Sierra Sue II stood there innocently parked in a lot of the Bemidji Regional Airport in Minnesota. From the outside Sierra Sue II looked like nothing special – just another P-51D-20NA “Mustang” fighter plane which had seen battle in WW2. No one realized just how interesting it was, and how many stories her silver wings held, until they started taking her apart, piece by piece.
Chuck Cravens, a historian for AirCorps Aviation, was head of a team which had been charged with the task of restoring Sierra Sue II to her former war-time glory. Cravens kept a technical log during the restoration which took a team of 15 people a whopping 26,000 hours to complete. While they methodically worked, all sorts of interesting stories about the history of this plane came out the woodwork or, as in this case, out of the aluminum, so to speak. What started as a mere technical log eventually turned into an entire book – Combat Vet P-51, The History of Sierra Sue II, World War II Survivor.
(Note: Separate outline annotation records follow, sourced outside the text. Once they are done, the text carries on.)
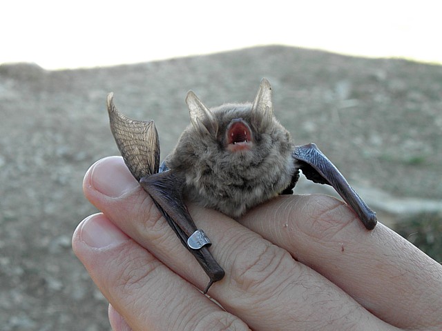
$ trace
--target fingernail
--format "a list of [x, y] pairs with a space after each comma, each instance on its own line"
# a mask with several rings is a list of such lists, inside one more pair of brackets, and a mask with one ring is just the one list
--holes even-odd
[[102, 194], [116, 198], [140, 185], [121, 157], [106, 157], [93, 166], [93, 186]]
[[80, 238], [88, 245], [95, 248], [111, 248], [129, 239], [102, 214], [92, 215], [83, 221]]

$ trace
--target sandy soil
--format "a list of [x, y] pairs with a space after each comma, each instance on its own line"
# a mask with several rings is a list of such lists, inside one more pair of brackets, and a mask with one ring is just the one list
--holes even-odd
[[[0, 325], [108, 330], [107, 304], [70, 248], [95, 212], [89, 166], [117, 154], [105, 108], [155, 120], [163, 157], [189, 122], [184, 97], [251, 101], [260, 79], [296, 141], [316, 142], [351, 183], [442, 199], [442, 67], [286, 47], [90, 70], [0, 66]], [[304, 179], [302, 179], [304, 180]]]

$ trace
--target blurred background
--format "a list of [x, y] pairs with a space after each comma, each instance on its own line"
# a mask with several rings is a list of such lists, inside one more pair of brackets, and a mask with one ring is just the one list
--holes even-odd
[[[125, 114], [155, 121], [162, 159], [189, 123], [189, 89], [215, 106], [251, 101], [267, 77], [296, 143], [316, 143], [381, 222], [442, 261], [441, 6], [3, 3], [1, 328], [109, 330], [106, 301], [70, 238], [96, 212], [84, 173], [118, 154], [110, 91]], [[303, 178], [296, 190], [334, 194]]]

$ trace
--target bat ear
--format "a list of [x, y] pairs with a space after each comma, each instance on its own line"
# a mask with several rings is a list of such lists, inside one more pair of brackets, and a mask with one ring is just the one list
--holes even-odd
[[273, 106], [271, 103], [271, 86], [265, 78], [261, 79], [260, 87], [251, 107], [253, 123], [258, 130], [265, 128], [272, 122]]
[[187, 92], [186, 103], [189, 107], [191, 122], [195, 130], [201, 134], [209, 134], [216, 138], [218, 123], [212, 112], [201, 102], [193, 91]]

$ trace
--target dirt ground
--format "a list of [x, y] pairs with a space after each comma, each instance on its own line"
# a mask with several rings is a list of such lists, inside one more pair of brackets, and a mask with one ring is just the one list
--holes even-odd
[[209, 106], [251, 101], [262, 77], [296, 141], [316, 143], [350, 183], [442, 199], [440, 66], [280, 46], [88, 70], [3, 65], [1, 328], [109, 329], [106, 300], [70, 247], [95, 212], [85, 172], [118, 154], [108, 92], [130, 117], [155, 121], [164, 157], [189, 123], [188, 90]]

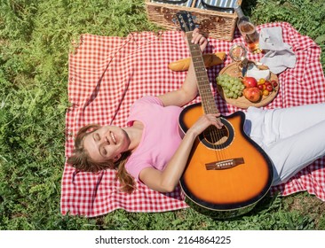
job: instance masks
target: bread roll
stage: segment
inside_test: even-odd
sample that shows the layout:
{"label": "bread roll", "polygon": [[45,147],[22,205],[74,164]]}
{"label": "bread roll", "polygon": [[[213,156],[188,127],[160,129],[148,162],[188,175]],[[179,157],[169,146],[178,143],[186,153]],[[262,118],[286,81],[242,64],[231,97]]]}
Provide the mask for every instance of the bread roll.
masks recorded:
{"label": "bread roll", "polygon": [[[216,65],[220,65],[224,62],[226,58],[225,52],[216,52],[216,53],[206,53],[203,54],[203,60],[205,67],[210,67]],[[186,58],[171,62],[168,65],[168,67],[176,72],[188,70],[191,62],[191,58]]]}

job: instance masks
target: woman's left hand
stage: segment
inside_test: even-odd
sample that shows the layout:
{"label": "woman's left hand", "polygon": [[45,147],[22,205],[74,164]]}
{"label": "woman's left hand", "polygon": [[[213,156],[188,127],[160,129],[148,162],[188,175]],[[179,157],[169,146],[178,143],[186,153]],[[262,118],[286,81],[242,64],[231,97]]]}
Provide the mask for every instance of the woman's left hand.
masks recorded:
{"label": "woman's left hand", "polygon": [[204,49],[206,48],[206,46],[208,44],[207,38],[200,33],[199,28],[195,28],[193,31],[193,37],[192,37],[191,42],[193,43],[199,44],[202,51],[204,50]]}

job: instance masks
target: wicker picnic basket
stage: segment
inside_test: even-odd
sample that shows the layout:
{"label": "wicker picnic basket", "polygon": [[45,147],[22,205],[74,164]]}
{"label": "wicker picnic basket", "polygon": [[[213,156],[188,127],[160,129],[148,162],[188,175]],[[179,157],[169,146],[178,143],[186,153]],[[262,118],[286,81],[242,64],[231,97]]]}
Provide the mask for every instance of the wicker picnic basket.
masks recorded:
{"label": "wicker picnic basket", "polygon": [[[238,5],[242,4],[242,0],[230,1],[234,1]],[[158,26],[166,29],[177,29],[179,27],[175,22],[175,14],[180,11],[189,12],[194,17],[195,24],[210,37],[233,41],[237,20],[234,8],[214,7],[206,2],[208,1],[146,0],[147,14],[148,19]]]}

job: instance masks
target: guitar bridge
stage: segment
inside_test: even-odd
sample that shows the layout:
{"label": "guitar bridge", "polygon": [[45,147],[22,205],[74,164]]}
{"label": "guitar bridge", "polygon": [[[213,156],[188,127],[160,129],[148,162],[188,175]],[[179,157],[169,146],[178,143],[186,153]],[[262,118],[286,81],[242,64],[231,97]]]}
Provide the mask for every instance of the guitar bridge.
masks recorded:
{"label": "guitar bridge", "polygon": [[216,161],[205,164],[205,167],[207,170],[225,170],[233,168],[241,164],[245,163],[243,158],[236,158],[232,159],[226,159],[221,161]]}

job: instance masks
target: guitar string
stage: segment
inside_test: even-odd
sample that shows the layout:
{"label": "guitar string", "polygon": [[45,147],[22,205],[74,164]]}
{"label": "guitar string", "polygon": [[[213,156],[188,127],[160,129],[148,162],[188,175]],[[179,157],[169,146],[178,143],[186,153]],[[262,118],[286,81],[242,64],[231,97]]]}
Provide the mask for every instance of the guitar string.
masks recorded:
{"label": "guitar string", "polygon": [[[190,46],[190,50],[191,50],[191,53],[193,53],[194,56],[192,56],[192,58],[201,58],[201,61],[194,61],[193,59],[193,63],[194,64],[199,64],[199,65],[195,65],[195,66],[200,66],[201,68],[204,68],[204,72],[202,71],[202,72],[197,72],[197,70],[195,70],[195,75],[196,75],[196,78],[197,80],[200,80],[201,81],[201,78],[203,78],[205,81],[209,81],[209,78],[207,77],[207,74],[206,74],[206,69],[205,69],[205,65],[204,65],[204,61],[203,59],[202,58],[202,52],[201,52],[201,50],[200,50],[200,45],[196,44],[191,44],[190,43],[190,37],[191,37],[191,35],[192,34],[189,34],[187,35],[187,41],[188,41],[188,43],[189,43],[189,46]],[[197,67],[195,67],[197,68]],[[210,84],[208,85],[210,87]],[[212,92],[210,91],[210,89],[209,88],[208,89],[208,86],[205,86],[202,87],[202,85],[200,86],[201,87],[201,91],[200,92],[200,95],[202,95],[202,97],[205,98],[206,100],[208,100],[208,97],[213,97],[213,95],[211,94]],[[208,91],[208,92],[207,92]],[[210,101],[202,101],[202,103],[204,102],[210,102]],[[214,98],[213,98],[213,103],[214,103]],[[207,109],[207,106],[205,106],[203,105],[203,109],[205,108],[204,112],[207,113],[211,113],[211,110],[209,110]],[[218,109],[216,108],[216,110],[213,111],[213,112],[217,113],[218,112]],[[214,148],[214,151],[215,151],[215,156],[216,156],[216,159],[217,159],[217,161],[218,160],[221,160],[223,159],[225,159],[226,157],[223,156],[225,154],[223,154],[223,150],[221,150],[221,152],[220,151],[218,151],[218,141],[221,141],[222,142],[222,135],[220,134],[221,131],[219,131],[218,129],[217,129],[217,128],[215,127],[210,127],[208,128],[208,130],[207,132],[209,133],[210,135],[210,138],[211,139],[212,141],[212,147]],[[219,158],[219,156],[221,156],[221,158]]]}

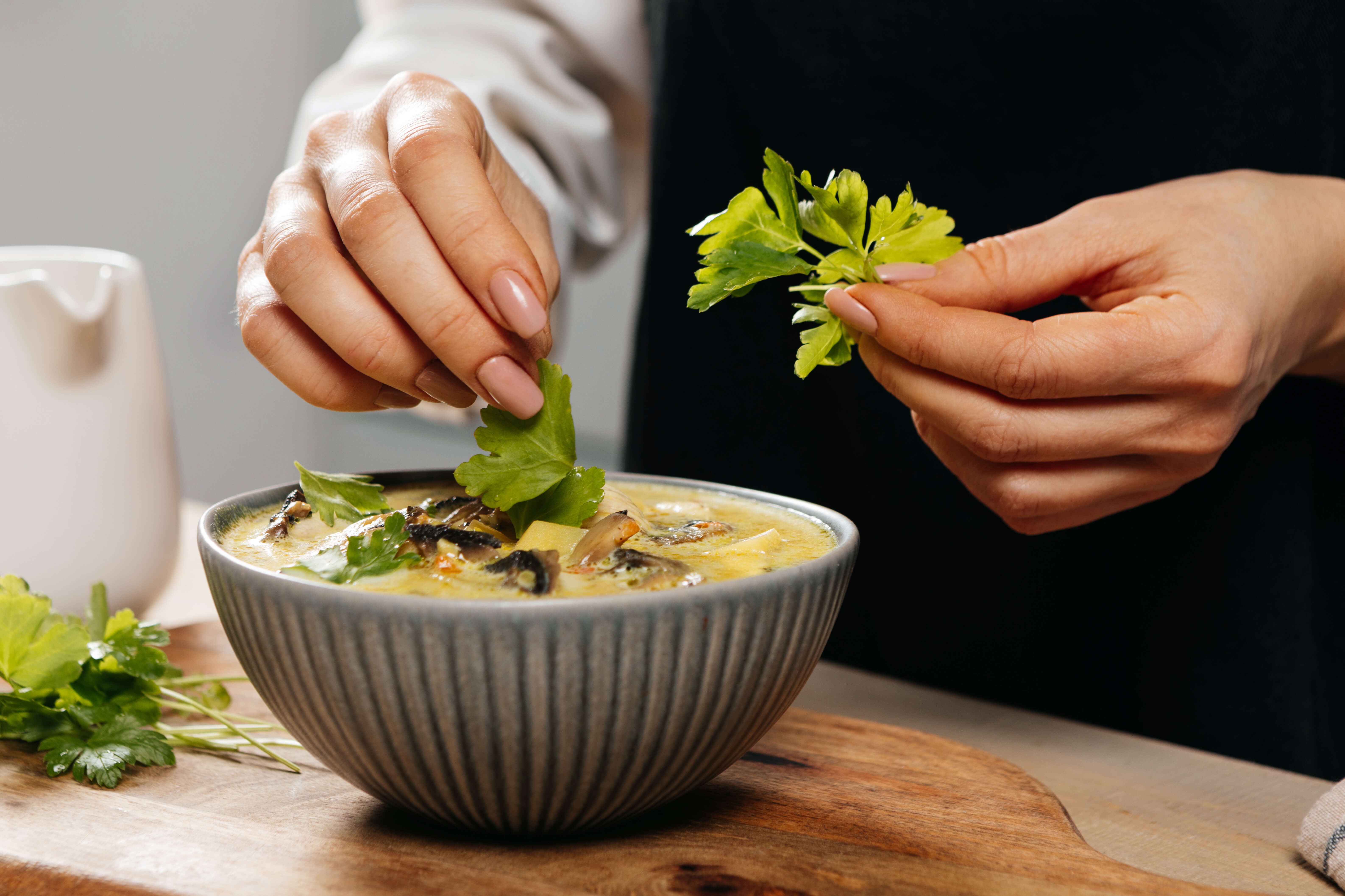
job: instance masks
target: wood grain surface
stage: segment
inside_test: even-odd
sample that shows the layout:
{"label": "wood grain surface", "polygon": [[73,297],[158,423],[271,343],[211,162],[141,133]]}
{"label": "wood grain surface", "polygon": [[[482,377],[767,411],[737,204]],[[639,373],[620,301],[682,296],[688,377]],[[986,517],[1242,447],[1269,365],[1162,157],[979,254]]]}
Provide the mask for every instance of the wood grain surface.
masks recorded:
{"label": "wood grain surface", "polygon": [[[188,672],[237,662],[180,629]],[[235,707],[265,708],[246,686]],[[179,750],[116,790],[48,779],[0,747],[0,892],[66,893],[1228,893],[1095,852],[1054,795],[986,752],[800,709],[729,771],[585,837],[464,837],[382,806],[303,751]]]}

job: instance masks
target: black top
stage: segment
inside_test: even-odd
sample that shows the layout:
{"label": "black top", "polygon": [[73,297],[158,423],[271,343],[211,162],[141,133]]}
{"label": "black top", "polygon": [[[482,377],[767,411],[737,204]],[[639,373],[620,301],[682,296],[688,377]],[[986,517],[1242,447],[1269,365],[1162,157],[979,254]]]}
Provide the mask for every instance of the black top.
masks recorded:
{"label": "black top", "polygon": [[764,146],[822,176],[853,168],[876,192],[909,180],[968,242],[1185,175],[1340,176],[1345,4],[651,0],[650,20],[627,466],[854,519],[834,660],[1345,776],[1345,390],[1287,379],[1204,478],[1021,536],[858,359],[794,376],[783,286],[687,310],[683,232],[760,185]]}

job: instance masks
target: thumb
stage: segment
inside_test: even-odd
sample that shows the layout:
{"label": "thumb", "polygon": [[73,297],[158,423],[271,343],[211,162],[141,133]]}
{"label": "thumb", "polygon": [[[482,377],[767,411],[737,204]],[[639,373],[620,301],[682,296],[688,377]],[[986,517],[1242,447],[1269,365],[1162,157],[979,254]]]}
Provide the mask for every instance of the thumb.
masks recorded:
{"label": "thumb", "polygon": [[[937,263],[928,279],[885,282],[940,305],[1011,313],[1061,294],[1107,292],[1124,249],[1119,222],[1095,204],[1076,206],[1050,220],[971,243]],[[884,271],[880,267],[878,274]]]}

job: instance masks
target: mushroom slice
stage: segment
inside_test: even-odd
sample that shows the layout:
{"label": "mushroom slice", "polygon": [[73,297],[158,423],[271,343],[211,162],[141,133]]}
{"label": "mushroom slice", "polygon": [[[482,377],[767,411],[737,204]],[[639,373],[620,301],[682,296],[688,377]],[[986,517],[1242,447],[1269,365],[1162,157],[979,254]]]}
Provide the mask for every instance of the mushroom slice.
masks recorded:
{"label": "mushroom slice", "polygon": [[490,560],[500,547],[500,540],[494,535],[459,529],[447,523],[412,523],[406,527],[406,535],[416,543],[422,557],[434,556],[440,539],[456,544],[463,557],[472,562]]}
{"label": "mushroom slice", "polygon": [[594,525],[619,510],[624,510],[625,514],[635,520],[635,523],[646,532],[651,529],[650,521],[644,516],[644,505],[611,484],[603,488],[603,500],[599,501],[593,516],[580,523],[580,525],[585,529],[592,529]]}
{"label": "mushroom slice", "polygon": [[733,527],[728,523],[690,520],[679,527],[663,529],[662,535],[654,536],[654,544],[686,544],[687,541],[699,541],[712,535],[728,535],[729,532],[733,532]]}
{"label": "mushroom slice", "polygon": [[593,566],[605,560],[612,551],[625,544],[639,531],[640,524],[632,520],[625,510],[609,513],[580,539],[566,566]]}
{"label": "mushroom slice", "polygon": [[488,513],[491,508],[486,506],[480,498],[472,498],[468,501],[460,501],[459,498],[448,498],[447,502],[440,501],[434,505],[434,513],[438,514],[448,506],[448,516],[444,517],[444,523],[449,525],[456,525],[457,528],[464,528],[468,523],[476,517]]}
{"label": "mushroom slice", "polygon": [[457,508],[471,504],[473,500],[475,498],[456,494],[451,498],[444,498],[443,501],[436,501],[434,498],[425,498],[425,501],[421,502],[421,506],[425,508],[425,512],[429,513],[432,517],[448,516]]}
{"label": "mushroom slice", "polygon": [[261,540],[274,541],[276,539],[289,537],[289,527],[312,514],[313,509],[308,506],[304,490],[295,489],[285,496],[285,501],[280,505],[280,509],[270,517],[270,525],[262,532]]}
{"label": "mushroom slice", "polygon": [[612,559],[615,563],[608,572],[613,575],[620,572],[642,574],[643,578],[639,582],[642,588],[659,588],[670,584],[691,586],[701,582],[701,576],[693,572],[691,567],[672,557],[619,548],[612,553]]}
{"label": "mushroom slice", "polygon": [[503,572],[504,584],[529,594],[550,594],[561,576],[561,556],[555,551],[514,551],[494,563],[487,572]]}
Sierra Sue was built for the U.S. Army Air Force in 1944 for an original price of $50,000, a lot of money in those days. Its first pilot was Lt. Bob Bohna, who had a picture of a girl he liked in high-school painted on the side of the plane. The girl’s name was Suzanne Lang; she never knew she adorned the wings of the aerial combat plane, as she passed away in January of 2015, before the history of the plane emerged.
Cravens eventually tracked down Lang’s family, which was delighted by the news and came down to see the painting first-hand. Cravens was glad the family took such an interest, saying “How sad would it be if someone’s grandmother was on the side and nobody ever knew”. While they were there, Lang’s family revealed another layer of the fascinating story. Suzanne’s husband, also a pilot, had also commissioned a picture of her to be painted on the side of his jet during WW2, The Bemidji Pioneer reports.
Sierra Sue II was sold to Sweden’s air forces after the war, before being moved to Nicaragua and then back to America, where she was traded several more times before finally coming to rest in the hands of her current owner, Paul Ehlen of Minneapolis.
In his novel, Cravens uses diary entries, year book photos, military documents, and technical engineering papers to present the story of Sierra Sue II’s colorful life. He ensures us the work is a fascinating read. “It’s hard to tell what people want to know, but everyone loves a good sweetheart story.”